Welcome to Forex Market Trader!
Oct. 14, 2007
In a bid to avoid mistakes of our own, this week we look at some some common trading errors and what not to do.
1. Holding on to a position too long.
As options traders we all know that buying options is less risky than selling, however time decay doesn't stop for anyone. Whilst buying an option is a position of limited risk holding on too long can end up an in an option expiring worthless, OUCH! No doubt your broker has told you this before OR if trading online you've figured it out already. Either way here it is again.
The most important thing any trader has is their trading capital and this needs to be preserved. If a trade isn't panning out as expected give serious thought to selling out whilst the option still has some value.
Remember the stock might be worth twice what it's trading for, however if the rest of the market hasn't cottoned on wait until the sector / stock comes back into focus. Then pounce!
2. Rolling options - perpetuating a losing position
Hands up if you've rolled an option in the hope it would expire worthless in the following month - and then one month later it ends up being worth considerably more. Well, you're not alone - but that's cold comfort. Whether you're covered call writing or writing cash covered puts, if your original view on the stock has changed maybe the strategy should change as well.
Look back at some of the big movers of 2003 - AMP, BHP, COH, MBL, XJO etc. If you were involved with any on these over last year, mechanically rolling positions as the covered call portfolio demonstrated was not always the best choice. If there has been a significant change in the fortunes of a company, closing a position and taking time to reassess which strategy is appropriate might just be the best follow up action you ever take.
The same thing applies to long positions.

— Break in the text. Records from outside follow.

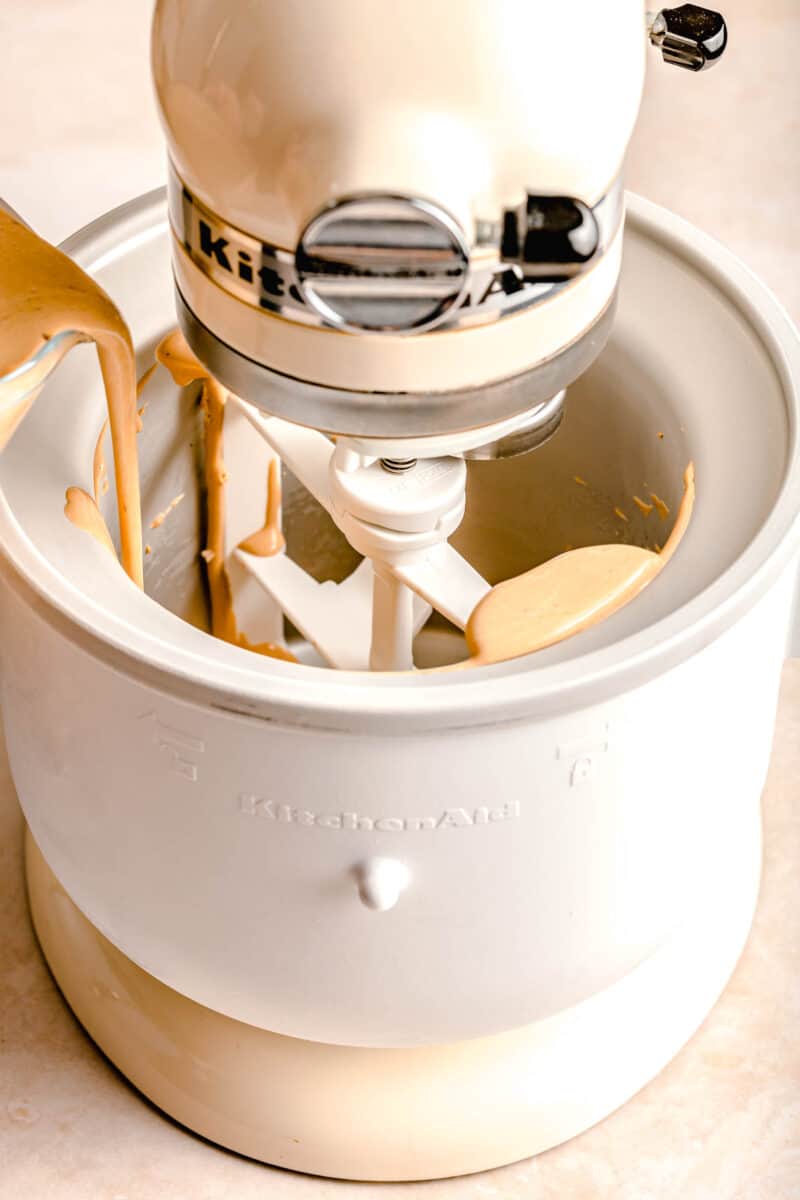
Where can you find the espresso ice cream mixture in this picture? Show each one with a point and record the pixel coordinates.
(43, 293)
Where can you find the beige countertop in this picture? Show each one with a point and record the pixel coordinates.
(722, 1122)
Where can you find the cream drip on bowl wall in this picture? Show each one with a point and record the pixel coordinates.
(44, 295)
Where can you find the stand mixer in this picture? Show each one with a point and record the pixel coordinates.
(378, 922)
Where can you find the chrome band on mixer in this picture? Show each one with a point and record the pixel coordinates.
(434, 286)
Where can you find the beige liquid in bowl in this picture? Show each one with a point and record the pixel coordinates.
(43, 293)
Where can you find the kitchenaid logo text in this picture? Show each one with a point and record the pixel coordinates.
(450, 819)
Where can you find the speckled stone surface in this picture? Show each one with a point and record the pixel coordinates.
(722, 1122)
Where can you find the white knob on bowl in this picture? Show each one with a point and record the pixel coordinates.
(380, 882)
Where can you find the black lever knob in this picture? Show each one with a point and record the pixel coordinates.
(549, 238)
(690, 36)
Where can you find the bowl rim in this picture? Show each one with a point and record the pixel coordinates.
(505, 691)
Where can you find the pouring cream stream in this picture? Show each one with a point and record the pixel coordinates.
(42, 294)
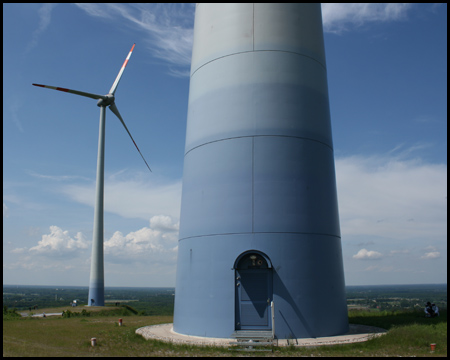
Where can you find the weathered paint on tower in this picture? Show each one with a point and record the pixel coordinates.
(259, 214)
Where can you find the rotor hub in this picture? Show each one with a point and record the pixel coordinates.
(109, 100)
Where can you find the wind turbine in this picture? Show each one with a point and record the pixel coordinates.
(97, 280)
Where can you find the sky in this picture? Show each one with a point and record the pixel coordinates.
(387, 78)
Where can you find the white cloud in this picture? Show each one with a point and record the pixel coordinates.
(366, 254)
(389, 197)
(169, 28)
(45, 15)
(338, 16)
(154, 244)
(431, 255)
(58, 242)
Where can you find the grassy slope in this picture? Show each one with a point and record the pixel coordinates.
(409, 335)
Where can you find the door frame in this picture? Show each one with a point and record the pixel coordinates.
(267, 267)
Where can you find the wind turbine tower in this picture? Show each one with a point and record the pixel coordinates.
(97, 277)
(259, 222)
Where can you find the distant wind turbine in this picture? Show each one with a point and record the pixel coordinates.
(97, 279)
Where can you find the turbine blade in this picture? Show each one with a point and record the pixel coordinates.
(114, 109)
(116, 82)
(76, 92)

Perpetually rolling long positions, if those options are expiring worthless can be likened to throwing good money after bad. Take note of the market and its assessment of the stock, not just your own view.
3. Sticking to one strategy to the exclusion of all others
Whilst it's not a bad idea to learn a particular strategy, trading one strategy and only that strategy is potentially dangerous. Case in point is the covered write. What's dangerous about that? In a prolonged bear market the value of shares can fall substantially with option premiums providing only limited protection. In a rising market covered writing can also under perform buying and holding.
It doesn't matter what strategy we select there will be periods where it performs fantastically and others where it under-performs. The best protection against getting caught by a change in trend is to recognise that all good things come to an end and that there are other strategies to take their place.
4. Naked writing - the downright risky
Profitable yes, but not for the faint hearted and potentially costly. The fact that writing OTM calls will be profitable 9 times out if 10 means little if on the 10th occasion all the profits and a great deal more are lost. Whilst naked writing has a place in portfolios it's not for everyone and certainly not the novice. If you start naked writing puts or calls remember, they can be bought back and the position closed at any time!